Approximately 3% of all patients with TEF have an “H-type” fistula, in which
both the trachea and the esophagus are intact and patent but are connected by a
fistula that is frequently in the cervical region or high in the thorax (Fig. 124.2 ).
Because there is no accompanying esophageal atresia, these patients are more
likely to present later in infancy or childhood with symptoms of recurrent
respiratory distress or pulmonary aspiration. The acquired form is usually in the
distal trachea or proximal bronchial tree, and is extremely uncommon.
H-type fistulae are notoriously difficult to diagnose, particularly if the fistula
tract is small. Children generally develop recurrent pulmonary infections with no
obvious source. The characteristic history of choking or gagging with swallowing
that accompanies esophageal atresia with TEF may not be present, but parents
may describe excessive secretions or noisy breathing after feeds.
Contrast esophagram, specifically looking for an H-type TEF is necessary.

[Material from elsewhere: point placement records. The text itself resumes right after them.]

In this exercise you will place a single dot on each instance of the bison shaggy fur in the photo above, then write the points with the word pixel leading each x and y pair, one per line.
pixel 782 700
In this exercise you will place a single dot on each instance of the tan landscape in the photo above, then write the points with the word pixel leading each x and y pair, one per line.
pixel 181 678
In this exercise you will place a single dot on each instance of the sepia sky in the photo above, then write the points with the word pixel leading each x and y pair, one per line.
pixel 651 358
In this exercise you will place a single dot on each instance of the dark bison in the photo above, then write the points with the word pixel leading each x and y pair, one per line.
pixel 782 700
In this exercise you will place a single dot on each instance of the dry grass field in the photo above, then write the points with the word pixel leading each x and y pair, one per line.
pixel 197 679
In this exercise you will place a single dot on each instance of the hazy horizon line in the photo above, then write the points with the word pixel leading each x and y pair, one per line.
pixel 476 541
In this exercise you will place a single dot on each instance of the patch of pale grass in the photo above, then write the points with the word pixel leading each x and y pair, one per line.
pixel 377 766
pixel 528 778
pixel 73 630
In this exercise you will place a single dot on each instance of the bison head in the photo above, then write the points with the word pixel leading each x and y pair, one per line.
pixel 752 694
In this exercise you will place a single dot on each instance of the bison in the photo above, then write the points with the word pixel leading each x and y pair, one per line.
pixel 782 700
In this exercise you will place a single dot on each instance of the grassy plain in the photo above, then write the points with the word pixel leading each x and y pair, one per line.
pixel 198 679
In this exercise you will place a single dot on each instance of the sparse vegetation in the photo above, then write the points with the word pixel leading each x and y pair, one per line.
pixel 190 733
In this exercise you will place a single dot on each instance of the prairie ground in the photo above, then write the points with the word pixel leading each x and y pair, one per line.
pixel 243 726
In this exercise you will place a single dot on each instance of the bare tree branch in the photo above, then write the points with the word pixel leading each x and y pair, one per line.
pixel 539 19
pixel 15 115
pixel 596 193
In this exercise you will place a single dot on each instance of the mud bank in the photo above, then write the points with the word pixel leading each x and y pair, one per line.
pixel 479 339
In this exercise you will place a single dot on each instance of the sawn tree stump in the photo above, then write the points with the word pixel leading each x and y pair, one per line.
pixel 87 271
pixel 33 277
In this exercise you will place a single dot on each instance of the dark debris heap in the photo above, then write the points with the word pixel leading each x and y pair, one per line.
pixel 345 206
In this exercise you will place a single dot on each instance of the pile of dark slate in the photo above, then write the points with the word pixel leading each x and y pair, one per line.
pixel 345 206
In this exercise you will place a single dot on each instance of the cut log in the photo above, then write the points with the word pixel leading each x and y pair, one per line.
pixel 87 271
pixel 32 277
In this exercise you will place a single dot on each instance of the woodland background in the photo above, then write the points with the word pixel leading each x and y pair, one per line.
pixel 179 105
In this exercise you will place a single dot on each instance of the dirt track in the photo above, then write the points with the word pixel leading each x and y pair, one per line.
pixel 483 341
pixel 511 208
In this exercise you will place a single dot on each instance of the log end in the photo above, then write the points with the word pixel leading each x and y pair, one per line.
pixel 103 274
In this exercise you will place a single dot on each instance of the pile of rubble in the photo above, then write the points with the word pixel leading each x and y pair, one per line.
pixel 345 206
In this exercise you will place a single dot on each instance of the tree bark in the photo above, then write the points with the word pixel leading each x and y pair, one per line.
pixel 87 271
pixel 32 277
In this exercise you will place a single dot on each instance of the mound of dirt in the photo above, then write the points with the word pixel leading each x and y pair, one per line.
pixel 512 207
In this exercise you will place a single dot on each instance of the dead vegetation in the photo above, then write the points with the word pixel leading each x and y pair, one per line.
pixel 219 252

Most of these fistulae are quite small in diameter (millimeters) and short (also
less than 1 cm), making radiographic identification difficult. Even when contrast
appears in the tracheobronchial tree, it may be difficult to know whether primary
aspiration of orally administered contrast is responsible. Placing a feeding tube in
the esophagus and injecting contrast while pulling the tube back up from the
lower esophagus under fluoroscopic observation may be helpful. This study is
most accurate when performed with the patient in the prone position. Highresolution CT scans may identify the anatomy, but are less commonly performed
to diagnose such fistulae. Bronchoscopy and esophagoscopy may both be
diagnostic and may be useful at the time of repair if a small catheter or wire can
be passed across the fistula to aid its identification by enabling palpation at
operation. Most such fistulae are cervical and can be repaired via a neck incision.